Il Centro culturale Gli scritti (20/4/2014)

Eleonora Fortunato: Sul suo blog ha affermato che i quiz distraggono dallo studio perché, anche se in teoria non dovrebbero avere niente a che fare con la didattica ordinaria, spingono i docenti a orientarsi verso il cosiddetto ‘teaching to the test’. […]

Giorgio Israel: Questo [è] il disastro didattico prodotto dal dilagare del “teaching to the test”. Attenzione: non ho mai detto che i quiz non debbono aver nulla a che fare con la didattica ordinaria. Al contrario: i test dovrebbero servire a valutare il successo della didattica ordinaria, a valutare la qualità degli apprendimenti conseguiti con la didattica ordinaria. Questo esclude in maniera tassativa che ci si prepari al test medesimo: è una cosa assurda, ridicola.

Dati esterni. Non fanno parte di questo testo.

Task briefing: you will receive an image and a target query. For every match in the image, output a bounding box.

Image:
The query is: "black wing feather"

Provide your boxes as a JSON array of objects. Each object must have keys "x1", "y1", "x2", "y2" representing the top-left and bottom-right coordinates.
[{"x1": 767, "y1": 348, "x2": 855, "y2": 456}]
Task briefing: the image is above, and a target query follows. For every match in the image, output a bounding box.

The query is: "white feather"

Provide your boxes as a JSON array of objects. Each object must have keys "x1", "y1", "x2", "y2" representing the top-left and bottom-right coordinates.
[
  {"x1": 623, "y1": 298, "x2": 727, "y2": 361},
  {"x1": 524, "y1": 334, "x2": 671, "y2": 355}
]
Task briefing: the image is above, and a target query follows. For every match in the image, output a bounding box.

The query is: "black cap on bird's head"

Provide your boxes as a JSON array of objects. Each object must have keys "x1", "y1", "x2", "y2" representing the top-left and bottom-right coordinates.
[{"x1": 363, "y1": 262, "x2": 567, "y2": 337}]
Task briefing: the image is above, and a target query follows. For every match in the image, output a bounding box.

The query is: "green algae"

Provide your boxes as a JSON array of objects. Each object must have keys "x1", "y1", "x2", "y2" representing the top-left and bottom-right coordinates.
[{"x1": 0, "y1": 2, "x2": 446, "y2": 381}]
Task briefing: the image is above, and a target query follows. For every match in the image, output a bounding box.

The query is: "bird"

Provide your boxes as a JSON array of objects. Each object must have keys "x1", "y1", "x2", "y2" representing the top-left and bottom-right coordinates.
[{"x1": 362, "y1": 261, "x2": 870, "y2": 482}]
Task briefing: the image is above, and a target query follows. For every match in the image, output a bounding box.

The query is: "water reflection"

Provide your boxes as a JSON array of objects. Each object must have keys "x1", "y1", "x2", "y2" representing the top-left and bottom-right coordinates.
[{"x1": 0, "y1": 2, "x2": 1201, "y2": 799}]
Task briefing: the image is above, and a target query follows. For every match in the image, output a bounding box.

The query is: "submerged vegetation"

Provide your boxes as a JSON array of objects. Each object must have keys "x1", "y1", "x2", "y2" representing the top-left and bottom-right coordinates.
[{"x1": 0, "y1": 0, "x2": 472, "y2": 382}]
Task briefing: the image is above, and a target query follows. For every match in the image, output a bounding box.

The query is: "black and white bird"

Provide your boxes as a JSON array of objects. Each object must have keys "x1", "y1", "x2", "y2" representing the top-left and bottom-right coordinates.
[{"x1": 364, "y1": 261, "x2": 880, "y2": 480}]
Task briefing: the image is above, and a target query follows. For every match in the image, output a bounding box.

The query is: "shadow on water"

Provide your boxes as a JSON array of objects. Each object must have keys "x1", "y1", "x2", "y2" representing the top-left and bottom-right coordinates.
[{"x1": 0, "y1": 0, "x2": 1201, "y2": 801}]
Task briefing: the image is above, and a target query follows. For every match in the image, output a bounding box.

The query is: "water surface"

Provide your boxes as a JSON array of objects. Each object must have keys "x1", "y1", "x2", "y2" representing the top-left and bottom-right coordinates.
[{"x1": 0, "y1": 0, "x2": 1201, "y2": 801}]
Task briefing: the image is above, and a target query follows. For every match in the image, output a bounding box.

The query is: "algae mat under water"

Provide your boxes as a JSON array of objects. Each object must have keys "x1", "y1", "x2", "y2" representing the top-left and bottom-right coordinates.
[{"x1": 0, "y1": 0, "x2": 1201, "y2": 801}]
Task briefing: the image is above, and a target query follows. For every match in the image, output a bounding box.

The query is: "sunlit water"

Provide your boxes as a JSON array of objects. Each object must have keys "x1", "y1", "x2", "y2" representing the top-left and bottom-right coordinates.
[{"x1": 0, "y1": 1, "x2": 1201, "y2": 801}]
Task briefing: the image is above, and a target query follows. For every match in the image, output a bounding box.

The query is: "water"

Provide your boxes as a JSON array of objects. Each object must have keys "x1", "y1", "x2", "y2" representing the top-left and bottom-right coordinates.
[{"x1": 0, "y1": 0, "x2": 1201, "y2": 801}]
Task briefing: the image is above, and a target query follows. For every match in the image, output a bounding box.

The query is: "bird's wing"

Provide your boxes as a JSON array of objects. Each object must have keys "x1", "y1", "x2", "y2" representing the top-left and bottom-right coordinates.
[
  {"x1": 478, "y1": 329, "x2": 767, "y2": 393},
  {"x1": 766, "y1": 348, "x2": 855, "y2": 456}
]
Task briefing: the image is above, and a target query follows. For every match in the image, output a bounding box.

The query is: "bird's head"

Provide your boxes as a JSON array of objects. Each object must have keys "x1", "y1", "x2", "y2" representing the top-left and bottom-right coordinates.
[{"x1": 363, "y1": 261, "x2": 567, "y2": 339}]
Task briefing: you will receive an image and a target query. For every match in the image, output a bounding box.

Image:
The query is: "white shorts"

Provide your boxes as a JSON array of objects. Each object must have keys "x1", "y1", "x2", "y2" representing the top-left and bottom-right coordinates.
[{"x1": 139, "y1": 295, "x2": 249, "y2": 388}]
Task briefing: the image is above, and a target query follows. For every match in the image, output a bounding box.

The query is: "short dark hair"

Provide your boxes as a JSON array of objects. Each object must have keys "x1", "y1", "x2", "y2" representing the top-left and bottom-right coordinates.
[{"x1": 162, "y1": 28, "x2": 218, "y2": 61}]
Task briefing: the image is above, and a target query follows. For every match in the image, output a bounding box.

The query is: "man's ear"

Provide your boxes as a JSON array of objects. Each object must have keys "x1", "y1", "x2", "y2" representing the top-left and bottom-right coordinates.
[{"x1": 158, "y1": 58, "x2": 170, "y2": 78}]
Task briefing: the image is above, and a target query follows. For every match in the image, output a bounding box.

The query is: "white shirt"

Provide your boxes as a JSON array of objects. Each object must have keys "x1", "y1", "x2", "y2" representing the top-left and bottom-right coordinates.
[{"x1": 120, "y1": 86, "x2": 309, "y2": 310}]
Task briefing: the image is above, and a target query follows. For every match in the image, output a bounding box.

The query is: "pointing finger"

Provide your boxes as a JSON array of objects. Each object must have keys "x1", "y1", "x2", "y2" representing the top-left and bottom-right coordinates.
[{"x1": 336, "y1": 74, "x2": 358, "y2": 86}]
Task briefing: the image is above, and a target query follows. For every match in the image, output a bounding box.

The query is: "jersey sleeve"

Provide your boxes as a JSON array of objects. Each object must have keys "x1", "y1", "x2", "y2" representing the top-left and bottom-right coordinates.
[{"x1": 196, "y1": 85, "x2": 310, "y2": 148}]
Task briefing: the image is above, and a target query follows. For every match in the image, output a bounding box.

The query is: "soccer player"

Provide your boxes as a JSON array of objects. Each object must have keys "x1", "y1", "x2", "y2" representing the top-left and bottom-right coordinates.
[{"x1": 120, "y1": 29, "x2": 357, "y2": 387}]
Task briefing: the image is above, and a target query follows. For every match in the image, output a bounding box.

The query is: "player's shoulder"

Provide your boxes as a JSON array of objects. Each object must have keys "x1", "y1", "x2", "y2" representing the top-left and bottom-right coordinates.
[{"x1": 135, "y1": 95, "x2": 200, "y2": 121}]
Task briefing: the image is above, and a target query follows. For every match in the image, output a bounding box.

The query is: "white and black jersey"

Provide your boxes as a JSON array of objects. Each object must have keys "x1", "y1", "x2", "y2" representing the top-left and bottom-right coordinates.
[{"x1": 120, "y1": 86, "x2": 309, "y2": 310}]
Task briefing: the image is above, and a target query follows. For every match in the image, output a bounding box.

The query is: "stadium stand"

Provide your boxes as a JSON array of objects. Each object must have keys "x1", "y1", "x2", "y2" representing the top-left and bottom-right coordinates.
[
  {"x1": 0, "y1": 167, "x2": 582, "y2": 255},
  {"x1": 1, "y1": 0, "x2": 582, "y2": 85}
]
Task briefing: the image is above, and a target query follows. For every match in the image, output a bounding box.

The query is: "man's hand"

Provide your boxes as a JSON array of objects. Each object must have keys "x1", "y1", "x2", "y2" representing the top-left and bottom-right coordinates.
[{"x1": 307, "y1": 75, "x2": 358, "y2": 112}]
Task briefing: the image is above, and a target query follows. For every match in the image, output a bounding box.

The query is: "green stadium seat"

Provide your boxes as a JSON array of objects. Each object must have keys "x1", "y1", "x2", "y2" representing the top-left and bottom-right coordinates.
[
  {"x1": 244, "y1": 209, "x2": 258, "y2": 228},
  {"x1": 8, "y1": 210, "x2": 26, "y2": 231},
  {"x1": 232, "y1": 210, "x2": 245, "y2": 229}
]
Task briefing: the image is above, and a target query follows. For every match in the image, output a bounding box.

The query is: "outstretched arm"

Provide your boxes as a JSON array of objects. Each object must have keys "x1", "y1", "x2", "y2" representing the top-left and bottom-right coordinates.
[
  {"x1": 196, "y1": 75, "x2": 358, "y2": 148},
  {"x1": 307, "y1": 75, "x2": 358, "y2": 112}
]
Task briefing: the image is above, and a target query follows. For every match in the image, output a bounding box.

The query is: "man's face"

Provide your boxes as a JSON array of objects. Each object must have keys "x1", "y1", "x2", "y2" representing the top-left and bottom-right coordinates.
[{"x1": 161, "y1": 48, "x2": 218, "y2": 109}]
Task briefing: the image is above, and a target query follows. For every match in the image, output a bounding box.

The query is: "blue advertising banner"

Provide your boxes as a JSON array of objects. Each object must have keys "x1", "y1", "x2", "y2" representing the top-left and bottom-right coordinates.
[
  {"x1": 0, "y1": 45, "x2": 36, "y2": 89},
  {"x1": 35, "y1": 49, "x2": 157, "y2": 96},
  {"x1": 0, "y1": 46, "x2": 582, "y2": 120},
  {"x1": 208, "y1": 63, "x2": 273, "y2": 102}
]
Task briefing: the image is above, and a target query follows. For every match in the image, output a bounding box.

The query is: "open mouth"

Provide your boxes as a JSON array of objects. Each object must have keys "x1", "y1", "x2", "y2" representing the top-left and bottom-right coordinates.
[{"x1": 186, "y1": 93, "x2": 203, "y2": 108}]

È del tutto comprensibile che l’insegnante e lo studente che temono un insuccesso nel test siano tentati dall’addestramento. Ma proprio per questo esso non deve essere prova d’esame, il cui esito fa media! Altrimenti, prevale la tentazione disastrosa di lasciar da parte la didattica ordinaria e di allenarsi a superare i test anziché studiare propriamente italiano, letteratura, matematica: i test non sono una materia, e invece qui li si sta facendo diventare una nuova materia dell’esame di terza media.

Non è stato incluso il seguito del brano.